A Medical home also known as the patient-centered medical home (PCMH), is a team-based health care delivery model led by a health care provider that is intended to provide comprehensive and continuous medical care to patients with the goal of obtaining maximized health outcomes. The medical home concept first introduced itself in 1967 by the Academy of Pediatrics (AAP). In the original version, the AAP defined the medical home as the center of a child's medical records. At the time the care of children with special medical needs was the main focus and concept of the home. Over time, however, the meaning of a medical home has changed to reflect the ever changing needs and perspectives of health care.
Modern Medical Home
The modern medical home has expanded on its original foundation, becoming not only a home basefor a child's medical care, but also non-medical care. The modern medical home's focus has also shifted to include not just children with special medical needs, but also to adults. Today's home is a partnership between family, patient, and primary provider. Cooperation from specialist and the community is also a major feat. The patient and family is the focal point of this model, and the medical home is built around this center.
In 2002, the AAP stated an explanation of what the home's characteristics were. These characteristics or guidelines stress that care under the medical home must be accessible, family-centered, continuous, comprehensive, coordinated, compassionate, and culturally effective. In 2007, the AAP joined with the American Academy of Family Physicians (AAFP), the American College of Physicians (ACP), and the American Osteopathic Association (AOA) to form the Joint Principles of the Patient Centered Medical Home. Under the collaborative effort, the characteristics of the medical home have been defined within seven major principles.
1. Personal Physician:
- Each patient has an ongoing relationship with a personal physician who has been trained to provide first contact, continuous and comprehensive care.

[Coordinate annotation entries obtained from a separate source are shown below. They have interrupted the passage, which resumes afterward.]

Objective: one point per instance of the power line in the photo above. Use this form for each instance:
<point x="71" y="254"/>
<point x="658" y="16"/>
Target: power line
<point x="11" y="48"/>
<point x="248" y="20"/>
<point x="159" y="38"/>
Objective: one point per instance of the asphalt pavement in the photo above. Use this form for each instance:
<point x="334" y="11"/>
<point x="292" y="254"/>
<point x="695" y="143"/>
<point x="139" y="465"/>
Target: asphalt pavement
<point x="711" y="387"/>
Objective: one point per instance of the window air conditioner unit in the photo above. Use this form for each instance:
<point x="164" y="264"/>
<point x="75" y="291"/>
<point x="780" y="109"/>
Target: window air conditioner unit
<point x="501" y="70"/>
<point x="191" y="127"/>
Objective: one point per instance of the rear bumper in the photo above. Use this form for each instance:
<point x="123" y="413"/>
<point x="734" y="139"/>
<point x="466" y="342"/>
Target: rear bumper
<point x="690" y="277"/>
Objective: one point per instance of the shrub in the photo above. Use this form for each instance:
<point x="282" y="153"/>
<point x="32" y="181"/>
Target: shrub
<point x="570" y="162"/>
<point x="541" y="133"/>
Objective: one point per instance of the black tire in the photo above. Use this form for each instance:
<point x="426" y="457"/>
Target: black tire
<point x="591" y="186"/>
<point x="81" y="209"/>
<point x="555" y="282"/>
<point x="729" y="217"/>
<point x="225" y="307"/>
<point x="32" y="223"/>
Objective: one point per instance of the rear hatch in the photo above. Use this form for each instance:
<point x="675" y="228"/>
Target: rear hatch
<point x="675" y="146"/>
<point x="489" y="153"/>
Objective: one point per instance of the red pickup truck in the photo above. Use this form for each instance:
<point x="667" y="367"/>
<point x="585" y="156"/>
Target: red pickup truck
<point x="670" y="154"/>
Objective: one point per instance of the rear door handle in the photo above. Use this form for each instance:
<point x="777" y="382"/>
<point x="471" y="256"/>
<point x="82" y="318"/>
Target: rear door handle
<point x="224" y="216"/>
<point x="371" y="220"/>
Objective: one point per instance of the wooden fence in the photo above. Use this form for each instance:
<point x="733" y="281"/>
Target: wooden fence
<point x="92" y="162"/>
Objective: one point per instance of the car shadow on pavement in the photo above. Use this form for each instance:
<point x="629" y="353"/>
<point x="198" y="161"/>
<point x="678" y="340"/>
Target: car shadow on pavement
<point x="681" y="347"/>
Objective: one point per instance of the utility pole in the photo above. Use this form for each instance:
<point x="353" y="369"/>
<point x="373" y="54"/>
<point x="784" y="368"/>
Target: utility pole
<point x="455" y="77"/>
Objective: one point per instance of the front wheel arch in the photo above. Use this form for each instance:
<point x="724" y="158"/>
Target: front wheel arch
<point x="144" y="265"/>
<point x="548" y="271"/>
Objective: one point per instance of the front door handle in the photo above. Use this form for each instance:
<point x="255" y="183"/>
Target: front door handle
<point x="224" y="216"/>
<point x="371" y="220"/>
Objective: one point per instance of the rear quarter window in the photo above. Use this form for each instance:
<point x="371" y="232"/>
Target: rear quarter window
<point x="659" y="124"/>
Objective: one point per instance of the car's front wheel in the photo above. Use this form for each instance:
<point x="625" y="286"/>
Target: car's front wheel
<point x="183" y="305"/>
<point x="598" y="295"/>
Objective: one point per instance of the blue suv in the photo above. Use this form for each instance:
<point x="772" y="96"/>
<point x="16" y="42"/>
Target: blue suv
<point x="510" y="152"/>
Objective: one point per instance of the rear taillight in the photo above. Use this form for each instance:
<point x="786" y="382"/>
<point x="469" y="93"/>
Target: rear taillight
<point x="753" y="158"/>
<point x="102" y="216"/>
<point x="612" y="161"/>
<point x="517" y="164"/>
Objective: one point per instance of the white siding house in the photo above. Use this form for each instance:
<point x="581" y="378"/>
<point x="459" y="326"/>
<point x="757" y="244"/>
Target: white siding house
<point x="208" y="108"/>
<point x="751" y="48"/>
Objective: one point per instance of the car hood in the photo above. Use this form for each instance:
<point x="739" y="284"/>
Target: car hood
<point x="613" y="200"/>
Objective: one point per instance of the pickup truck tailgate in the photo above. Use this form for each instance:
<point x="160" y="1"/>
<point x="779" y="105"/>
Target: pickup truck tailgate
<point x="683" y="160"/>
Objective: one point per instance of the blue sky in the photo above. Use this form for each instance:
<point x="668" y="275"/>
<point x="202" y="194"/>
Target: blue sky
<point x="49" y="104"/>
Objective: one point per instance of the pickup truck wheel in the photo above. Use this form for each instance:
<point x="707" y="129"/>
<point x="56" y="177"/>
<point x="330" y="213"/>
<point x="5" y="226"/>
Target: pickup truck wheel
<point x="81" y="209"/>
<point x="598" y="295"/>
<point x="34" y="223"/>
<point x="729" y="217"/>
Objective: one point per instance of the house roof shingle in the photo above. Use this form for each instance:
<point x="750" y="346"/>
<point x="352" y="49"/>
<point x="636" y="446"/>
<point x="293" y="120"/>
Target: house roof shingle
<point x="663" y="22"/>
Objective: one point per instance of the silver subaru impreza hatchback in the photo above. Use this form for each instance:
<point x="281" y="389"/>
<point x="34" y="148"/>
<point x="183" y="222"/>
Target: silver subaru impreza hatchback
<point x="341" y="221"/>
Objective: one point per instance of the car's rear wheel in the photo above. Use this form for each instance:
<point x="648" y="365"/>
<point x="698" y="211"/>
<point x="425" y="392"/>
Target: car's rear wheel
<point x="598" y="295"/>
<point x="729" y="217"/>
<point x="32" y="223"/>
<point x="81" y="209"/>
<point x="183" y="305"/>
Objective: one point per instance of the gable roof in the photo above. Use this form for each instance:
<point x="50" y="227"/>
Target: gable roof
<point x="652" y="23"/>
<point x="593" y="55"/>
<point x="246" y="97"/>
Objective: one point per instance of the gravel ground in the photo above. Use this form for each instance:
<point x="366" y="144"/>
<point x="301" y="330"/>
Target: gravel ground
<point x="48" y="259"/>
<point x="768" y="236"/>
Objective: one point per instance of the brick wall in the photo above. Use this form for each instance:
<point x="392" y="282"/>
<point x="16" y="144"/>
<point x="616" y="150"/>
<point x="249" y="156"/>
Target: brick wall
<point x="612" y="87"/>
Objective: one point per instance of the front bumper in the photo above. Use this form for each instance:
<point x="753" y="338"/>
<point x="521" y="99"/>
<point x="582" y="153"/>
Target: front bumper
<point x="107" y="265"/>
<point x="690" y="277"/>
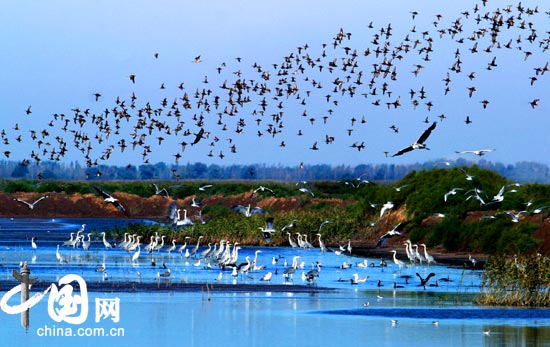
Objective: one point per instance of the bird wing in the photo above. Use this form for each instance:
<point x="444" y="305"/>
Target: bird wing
<point x="402" y="151"/>
<point x="398" y="228"/>
<point x="198" y="137"/>
<point x="383" y="239"/>
<point x="120" y="207"/>
<point x="102" y="193"/>
<point x="172" y="210"/>
<point x="24" y="202"/>
<point x="239" y="208"/>
<point x="269" y="224"/>
<point x="257" y="210"/>
<point x="426" y="133"/>
<point x="44" y="197"/>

2. Whole person orientation:
- The personal physician is responsible for providing for all the patient's needs or taking responsibility for arranging care with other qualified professionals. This can include care for all stages of life from acute care to chronic care, to preventive services and even the end of life care.
3. Care is coordinated and integrated:
- Across all spectrum of the complex health care system and patients community, care is facilitated by registries, information technology, health information exchange, and other means to assure that the patient gets the exact care when and where they need and want it in an appropriate manner.
4. Quality and Safety:
- Evidence-based medicine and clinical decision-support tools guide decision making.
- Physicians accept accountability for continuous quality improvement through voluntary involvement in performance measures and improvement.
- Patients participate in giving feedback to help improve quality of the medical home and to reassure that all of their needs are being met.
- Information technology is utilized appropriately to support optimal patient care, performance measurement, patient education, and enhanced communication.
- Practices go through a voluntary recognition process by a non-governmental representative to demonstrate that they have the ability to provide patient centered services with the specific medical home model.
- Patients and families participate in improvement activities at the practice level
5. Enhanced care access:
- Available through systems that allow open scheduling, extended or extra hours, and new options for communication between patients, their person physician or specialists, and practice staff.
7. Payment:
Appropriately recognizing the value provided to patients who have a patient-centered medical home, the payment structure should be based on the following framework:- A reflection of the physician and the non-physician staff work that falls outside of the face-to-face visit.
- It should pay for services in coordination of care within a given practice and between consultants, ancillary providers, and community resources.
- Support for adoption and use of health information technology for improvement.
- Support for provision of enhanced communication access such as secure email and over the phone consultation.
- Recognizes the value of physician work associated with remote monitoring of clinical data using technology.
- It should allow for separate fee-for-service payments for face-to-face visits.
- It should recognize differences in the patient population being treated within the practice.
- Allow physicians to share in savings from reduced hospitalizations associated with physician-guided care management.
- Allow for additional payments for achieving continuous quality improvements.